Thursday, May 2, 2019

Before the flowers fade

Treasures from the Kellenberger Room

Featuring books, pamphlets, photographs, documents, and the occasional object from the collections of the New Bern-Craven County Public Library

by John B. Green III



Grave of William Thomas McCarthy, March 1898,
Cedar Grove Cemetery, photographer unknown
When we revived the Kellenberger Room blog six weeks ago we promised that the new series of posts would highlight some of the "interesting, rare, and in some cases, just plain odd" items in our collection.  This week we discuss one of our oddities - perhaps the oddest item in our extensive photograph collection - an 1898 image of a freshly-made grave in Cedar Grove Cemetery.

The grave is that of William Thomas McCarthy, popular New Bern attorney and state senator, who died young and much lamented on March 25, 1898.  While his funeral was attended by a large crowd of mourners and his family was surely grief-stricken by his untimely death, why would they have commissioned a photograph of his grave and then had it elaborately framed for display?  The answer may lie in the 19th century's romanticizing of death and mourning.

In a time before modern medical care, many parents could expect to lose at least one of their children and many adults died before the age of sixty.  With sudden, often unexplained, death ever-present,  survivors who could afford to do so expressed their grief through ever-more elaborate funerals, monuments, floral displays, and a variety of  mourning clothing, jewelry, and memorial objects.  Among the more unusual memorials were photographs today known as posthumous or post-mortem.  In these images the deceased were posed as if asleep in their beds, or in the case of deceased infants, in the arms of their parents.
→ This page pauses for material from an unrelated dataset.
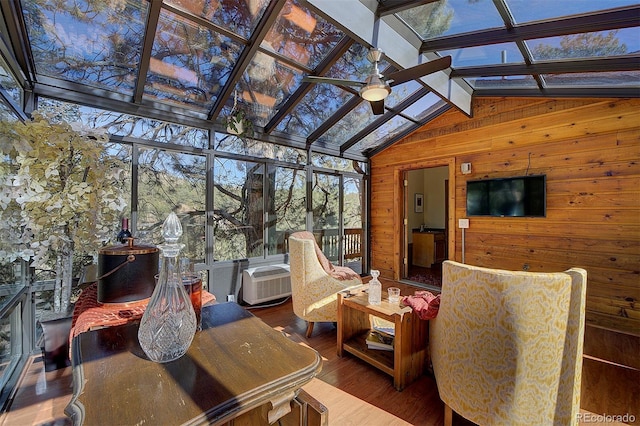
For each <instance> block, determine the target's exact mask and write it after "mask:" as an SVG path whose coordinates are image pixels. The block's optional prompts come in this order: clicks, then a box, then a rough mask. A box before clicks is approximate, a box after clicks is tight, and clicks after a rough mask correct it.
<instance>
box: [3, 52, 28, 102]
mask: <svg viewBox="0 0 640 426" xmlns="http://www.w3.org/2000/svg"><path fill="white" fill-rule="evenodd" d="M0 86H2V88H3V89H4V90H5V91H6V93H7V95H9V97H10V98H11V99H12V100H13V101H14V102H15V104H16V105H17V106H21V105H22V94H23V92H22V87H20V85H19V84H18V82H17V81H16V79H15V78H14V77H13V74H11V72H10V71H9V66H7V63H6V62H5V61H4V58H3V57H2V56H0Z"/></svg>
Other photographs show the deceased prepared for burial and placed in the open coffin or casket.

The photograph of the elaborately decorated grave of William Thomas McCarthy can be loosely grouped with posthumous or post-mortem images.  While it doesn't show the actual remains of McCarthy, the numerous floral tributes do include a photograph of McCarthy taken during his lifetime. [see enlarged detail below]  The McCarthy family was thus able to preserve, through the medium of photography, memories of their loved one and the tributes paid to him by family and friends.